Expresso / Actual de 5/10/2002
"Quarenta anos depois"
A obra recente de um dos artistas do grupo «KWY»
Jan Voss
(Galeria Fernando Santos, Porto, e Mundial Confiança Chiado 8, Lisboa, até 11 Novembro)
Jan Voss foi um dos dois artistas não portugueses estreitamente associados à revista «KWY», criada em Paris por Lourdes Castro e René Bertholo, em 1958. O outro foi o búlgaro Christo, depois famoso pelos seus espectaculares «embrulhos». Nascido em Hamburgo em 1936, instalado na capital francesa desde 1960, Voss participou nesse mesmo ano nas exposições do grupo, nomeadamente em Lisboa, e organizou o nº 9 da revista, da Primavera de 1962. A recente exposição do CCB, «KWY, Paris 1958-1968» (Março 2001), recordou esses marcos da memória nacional - sem conseguir assegurar-lhes o conveniente eco exterior - e deu a ver as várias obras individuais que no início dos anos 60 participavam no intenso momento colectivo internacional de renovação e abertura do panorama artístico.
Particularmente significativa foi a possibilidade de apreciar a sintonia e a cumplicidade que existiam entre as obras de Bertholo e de Voss, trocando experiências num processo paralelo de abandono da abstracção informal e de reencontro com o «real». Colhiam lições do graffiti e da banda desenhada para inventar uma outra escrita que pode tornar-se figura, objecto, homem ou coisa indecifrada, surgindo em espaços incertos onde se depositam e disseminam observações, memórias e narrações pessoais. Voss começou por organizar os sinais figurativos em faixas, Bertholo explorava a dispersão e a metamorfose dos objectos; em meados da década, Voss avançou para quadros de representação minuciosa e enunciados cifrados, alinhando com propostas de Figuração Narrativa, Bertholo preferiu a indeterminação das leituras abertas, recusando esse rótulo, e deu depois movimento às figuras com as suas máquinas-brinquedos.
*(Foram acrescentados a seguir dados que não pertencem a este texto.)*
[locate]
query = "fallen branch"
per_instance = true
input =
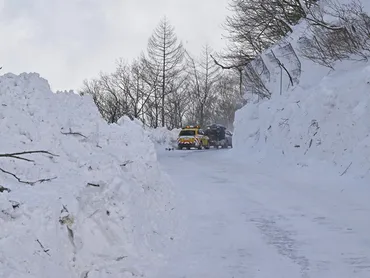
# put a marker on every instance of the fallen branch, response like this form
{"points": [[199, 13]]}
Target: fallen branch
{"points": [[18, 155], [93, 184], [24, 181], [345, 171], [2, 189], [73, 133], [43, 248]]}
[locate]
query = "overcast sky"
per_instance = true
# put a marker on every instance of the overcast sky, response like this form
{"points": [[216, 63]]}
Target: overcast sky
{"points": [[67, 41]]}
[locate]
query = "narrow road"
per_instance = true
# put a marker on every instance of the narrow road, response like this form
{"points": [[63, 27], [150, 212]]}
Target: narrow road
{"points": [[240, 222]]}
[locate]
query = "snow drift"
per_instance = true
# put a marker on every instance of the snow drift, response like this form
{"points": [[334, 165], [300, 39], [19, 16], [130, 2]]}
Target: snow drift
{"points": [[322, 120], [95, 205]]}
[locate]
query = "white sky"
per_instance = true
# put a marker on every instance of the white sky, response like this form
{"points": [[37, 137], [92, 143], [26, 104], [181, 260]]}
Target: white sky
{"points": [[67, 41]]}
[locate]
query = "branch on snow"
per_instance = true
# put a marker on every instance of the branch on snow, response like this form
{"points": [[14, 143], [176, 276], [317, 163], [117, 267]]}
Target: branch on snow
{"points": [[24, 181], [3, 188], [73, 133], [42, 247], [18, 155]]}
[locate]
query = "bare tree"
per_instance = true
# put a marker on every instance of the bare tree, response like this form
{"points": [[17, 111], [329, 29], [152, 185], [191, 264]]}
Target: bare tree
{"points": [[347, 36], [165, 55], [204, 75]]}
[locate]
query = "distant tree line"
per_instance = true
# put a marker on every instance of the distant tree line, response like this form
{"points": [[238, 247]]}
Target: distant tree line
{"points": [[167, 86]]}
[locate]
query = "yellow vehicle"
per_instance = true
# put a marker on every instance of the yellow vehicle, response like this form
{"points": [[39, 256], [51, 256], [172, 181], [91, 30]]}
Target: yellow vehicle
{"points": [[192, 137]]}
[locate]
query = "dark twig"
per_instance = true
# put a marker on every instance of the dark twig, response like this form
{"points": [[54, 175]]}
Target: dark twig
{"points": [[43, 248], [345, 171], [73, 133], [24, 181]]}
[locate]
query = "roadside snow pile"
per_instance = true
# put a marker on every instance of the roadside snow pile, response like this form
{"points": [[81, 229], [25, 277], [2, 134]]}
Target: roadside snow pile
{"points": [[92, 204], [323, 120], [162, 136]]}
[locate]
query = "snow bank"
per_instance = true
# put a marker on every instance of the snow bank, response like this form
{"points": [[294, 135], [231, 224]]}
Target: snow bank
{"points": [[322, 120], [96, 205]]}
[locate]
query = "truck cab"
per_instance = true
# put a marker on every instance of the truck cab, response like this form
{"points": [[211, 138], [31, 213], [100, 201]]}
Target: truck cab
{"points": [[192, 137]]}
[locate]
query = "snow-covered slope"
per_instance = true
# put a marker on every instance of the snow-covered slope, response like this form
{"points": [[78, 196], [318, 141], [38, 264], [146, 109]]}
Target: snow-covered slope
{"points": [[322, 120], [95, 205]]}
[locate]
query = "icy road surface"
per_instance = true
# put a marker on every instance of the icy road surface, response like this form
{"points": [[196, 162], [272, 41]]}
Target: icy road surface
{"points": [[244, 221]]}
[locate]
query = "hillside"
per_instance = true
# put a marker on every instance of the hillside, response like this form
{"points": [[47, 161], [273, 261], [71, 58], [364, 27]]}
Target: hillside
{"points": [[92, 203], [320, 122]]}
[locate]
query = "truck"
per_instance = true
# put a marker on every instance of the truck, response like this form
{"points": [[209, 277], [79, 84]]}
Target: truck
{"points": [[216, 134], [192, 137]]}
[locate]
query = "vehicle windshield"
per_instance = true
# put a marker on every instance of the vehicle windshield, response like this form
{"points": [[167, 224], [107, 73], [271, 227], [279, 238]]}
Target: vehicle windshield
{"points": [[187, 133]]}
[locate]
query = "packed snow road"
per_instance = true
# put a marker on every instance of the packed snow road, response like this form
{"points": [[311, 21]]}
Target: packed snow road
{"points": [[238, 220]]}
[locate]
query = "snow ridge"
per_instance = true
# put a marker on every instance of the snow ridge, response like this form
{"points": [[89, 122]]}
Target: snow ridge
{"points": [[321, 120], [104, 207]]}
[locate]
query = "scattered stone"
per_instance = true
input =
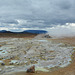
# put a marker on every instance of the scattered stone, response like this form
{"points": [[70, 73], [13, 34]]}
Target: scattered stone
{"points": [[31, 69], [2, 64]]}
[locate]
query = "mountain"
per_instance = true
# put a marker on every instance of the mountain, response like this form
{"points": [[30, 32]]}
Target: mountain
{"points": [[5, 31], [26, 31], [35, 31]]}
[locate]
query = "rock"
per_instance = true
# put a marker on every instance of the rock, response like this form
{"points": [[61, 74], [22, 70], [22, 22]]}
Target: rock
{"points": [[31, 69], [2, 64]]}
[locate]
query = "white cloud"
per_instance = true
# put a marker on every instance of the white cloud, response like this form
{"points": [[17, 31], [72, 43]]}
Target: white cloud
{"points": [[62, 30]]}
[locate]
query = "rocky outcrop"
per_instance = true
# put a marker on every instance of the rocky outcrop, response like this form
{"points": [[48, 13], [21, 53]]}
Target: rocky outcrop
{"points": [[31, 69]]}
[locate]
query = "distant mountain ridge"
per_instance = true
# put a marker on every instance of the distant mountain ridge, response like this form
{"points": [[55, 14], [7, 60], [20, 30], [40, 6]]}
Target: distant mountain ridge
{"points": [[26, 31]]}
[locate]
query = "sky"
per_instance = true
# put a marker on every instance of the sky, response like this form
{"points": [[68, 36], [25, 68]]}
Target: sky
{"points": [[50, 15]]}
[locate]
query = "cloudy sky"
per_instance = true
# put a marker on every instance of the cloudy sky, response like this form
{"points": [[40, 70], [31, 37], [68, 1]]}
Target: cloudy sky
{"points": [[19, 15]]}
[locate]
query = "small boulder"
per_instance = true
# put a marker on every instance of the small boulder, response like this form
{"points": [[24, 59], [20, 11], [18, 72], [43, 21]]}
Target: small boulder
{"points": [[31, 69]]}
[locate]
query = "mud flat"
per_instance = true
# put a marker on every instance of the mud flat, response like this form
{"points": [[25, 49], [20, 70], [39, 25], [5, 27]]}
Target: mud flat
{"points": [[18, 54]]}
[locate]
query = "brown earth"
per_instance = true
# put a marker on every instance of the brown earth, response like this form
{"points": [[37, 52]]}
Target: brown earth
{"points": [[69, 70]]}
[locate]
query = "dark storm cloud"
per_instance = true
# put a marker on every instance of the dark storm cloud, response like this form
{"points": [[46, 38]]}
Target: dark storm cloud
{"points": [[49, 11]]}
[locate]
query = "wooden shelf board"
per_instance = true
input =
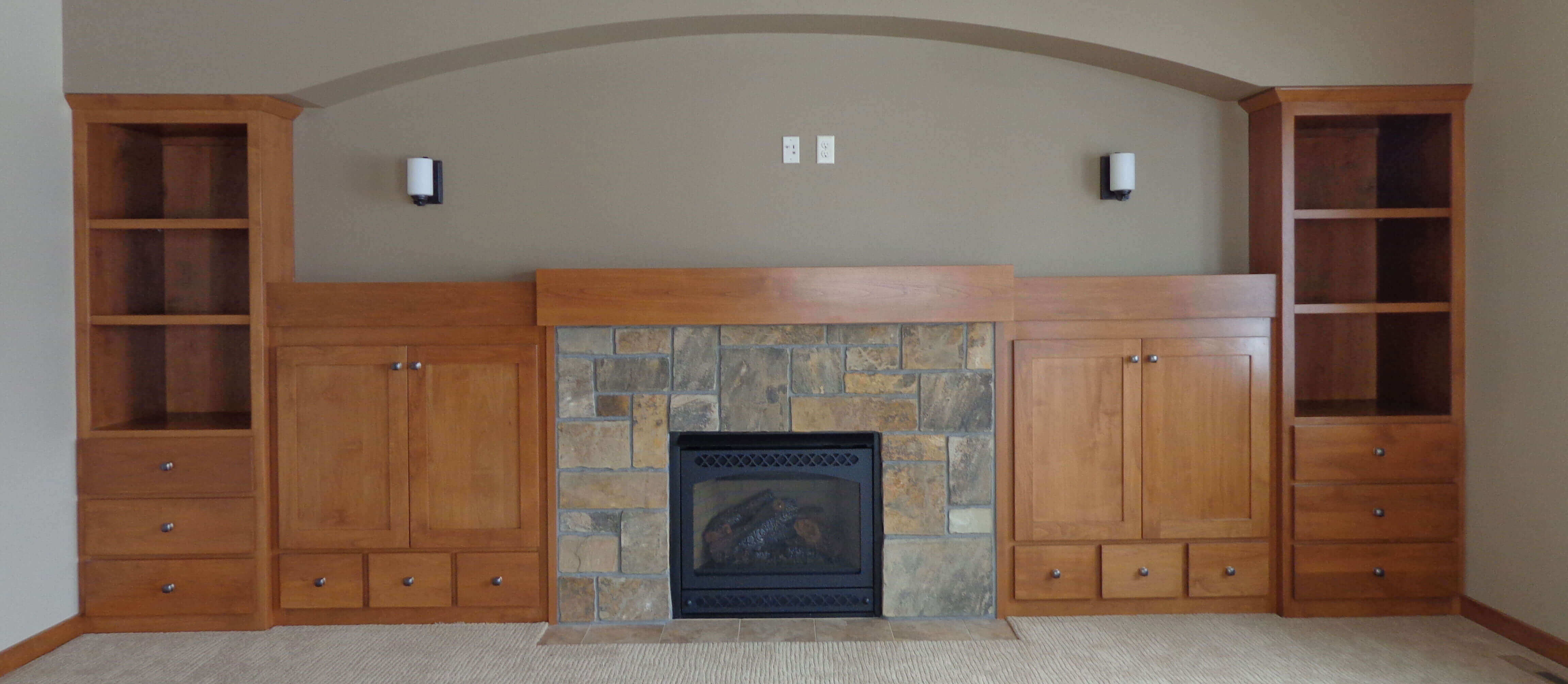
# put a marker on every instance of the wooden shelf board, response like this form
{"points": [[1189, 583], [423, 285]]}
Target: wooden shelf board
{"points": [[182, 319], [1418, 212], [1377, 308], [168, 223]]}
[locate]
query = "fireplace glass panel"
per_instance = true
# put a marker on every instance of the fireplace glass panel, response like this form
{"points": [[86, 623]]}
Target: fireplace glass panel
{"points": [[777, 525]]}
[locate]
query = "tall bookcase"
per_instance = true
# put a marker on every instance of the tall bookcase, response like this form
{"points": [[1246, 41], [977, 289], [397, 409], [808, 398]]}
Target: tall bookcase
{"points": [[1358, 205], [184, 211]]}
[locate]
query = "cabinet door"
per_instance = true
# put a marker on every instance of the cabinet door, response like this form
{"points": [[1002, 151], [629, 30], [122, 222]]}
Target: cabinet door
{"points": [[1076, 440], [474, 446], [342, 448], [1206, 438]]}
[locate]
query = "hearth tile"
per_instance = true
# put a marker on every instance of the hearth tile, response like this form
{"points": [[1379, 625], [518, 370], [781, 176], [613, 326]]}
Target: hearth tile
{"points": [[930, 631], [702, 631], [934, 346], [854, 630], [778, 630], [625, 634], [990, 630]]}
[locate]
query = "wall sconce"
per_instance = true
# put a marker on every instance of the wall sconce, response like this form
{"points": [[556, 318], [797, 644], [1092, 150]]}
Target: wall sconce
{"points": [[1115, 176], [424, 181]]}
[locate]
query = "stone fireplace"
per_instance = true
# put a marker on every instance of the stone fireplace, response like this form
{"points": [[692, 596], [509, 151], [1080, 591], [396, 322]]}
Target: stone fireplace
{"points": [[622, 393]]}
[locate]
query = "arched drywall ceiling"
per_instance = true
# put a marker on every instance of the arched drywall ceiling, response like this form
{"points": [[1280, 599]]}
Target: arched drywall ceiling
{"points": [[1126, 62]]}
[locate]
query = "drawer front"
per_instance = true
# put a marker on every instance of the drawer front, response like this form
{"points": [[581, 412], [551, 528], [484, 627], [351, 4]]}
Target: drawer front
{"points": [[1142, 570], [410, 581], [499, 580], [1377, 512], [168, 587], [168, 526], [1365, 572], [1228, 570], [1377, 453], [165, 467], [1056, 572], [322, 581]]}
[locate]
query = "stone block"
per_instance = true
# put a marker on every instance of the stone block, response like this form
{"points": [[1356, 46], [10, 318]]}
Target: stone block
{"points": [[694, 413], [593, 444], [956, 402], [753, 390], [614, 490], [816, 371], [634, 374], [642, 341], [625, 600], [586, 341], [915, 448], [650, 430], [938, 346], [810, 415], [971, 470], [915, 498], [645, 542], [938, 578], [697, 360]]}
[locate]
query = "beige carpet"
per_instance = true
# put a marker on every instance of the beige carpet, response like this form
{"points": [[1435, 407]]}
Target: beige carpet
{"points": [[1191, 649]]}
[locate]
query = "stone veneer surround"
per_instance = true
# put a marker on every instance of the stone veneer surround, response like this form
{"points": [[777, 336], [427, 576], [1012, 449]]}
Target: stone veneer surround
{"points": [[929, 388]]}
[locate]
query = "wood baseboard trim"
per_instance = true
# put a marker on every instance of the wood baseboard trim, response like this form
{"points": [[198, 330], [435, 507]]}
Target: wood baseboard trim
{"points": [[40, 644], [1515, 630]]}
Ao contrário de outros contemporâneos que se fixaram na gestão de fórmulas estabilizadas (Arroyo, Klasen, Monory, Erro, etc.), ambos prosseguiriam itinerários abertos à flutuação das direcções de trabalho, em sucessivas deslocações que aliam a coerência do caminho e a sedimentação das práticas à alegria da experimentação. Duas exposições simultâneas, em Lisboa e no Porto (esta de maior dimensão), mostram alguma da produção mais recente de Voss, optando a selecção das obras por proporcionar, em torno do lugar do desenho na sua pintura actual, uma aproximação particularmente sintonizada com as questões formais já conhecidas do tempo de participação no «KWY».
O seu trabalho dos últimos 15 anos (reunido numa antologia que está em itinerância por várias cidades francesas, com apresentação num magnífico volume prefaciado por Yves Michaud, ed. Adam Biro, Paris, 2001) tem-se desdobrado na exploração de várias direcções simultâneas, alargando com inteligência as marcas de um sólido universo pessoal.
Nas obras expostas impera a linha que circula serpenteante sobre o suporte branco (parede ou ecrã), num grafismo que faz coexistir a garatuja automática com a notação figurativa e a dispersão com a elegância de uma ordem improvável. Noutras séries de pinturas (de que há dois exemplos no Porto), a cor ganha uma presença concorrente com a das redes de sinais, disposta em espaços fragmentados, imbricados ou em xadrez, que não valem apenas como fundo; estão directamente associadas a colagens e pinturas sobre materiais diversos colados sobre a tela que Voss também tem explorado, até chegar aos quadros-relevos e às esculturas construídas por «assemblage» de madeiras pintadas, em acumulações exuberantes e caóticas que fazem pensar nas «Merzbau» de Schwitters. A experimentação de diferentes processos e materiais continua com os trabalhos em cerâmica, de que se vêem algumas peças no Porto, de pequenas dimensões, embora outras cresçam como quase paredes. Esperemos que este regresso feliz de Jan Voss e do seu universo visual, bem reconhecível nos seus entrelaçados de signos, linhas e fugazes imagens de objectos, se amplie a seguir com essas obras a cores e em volume.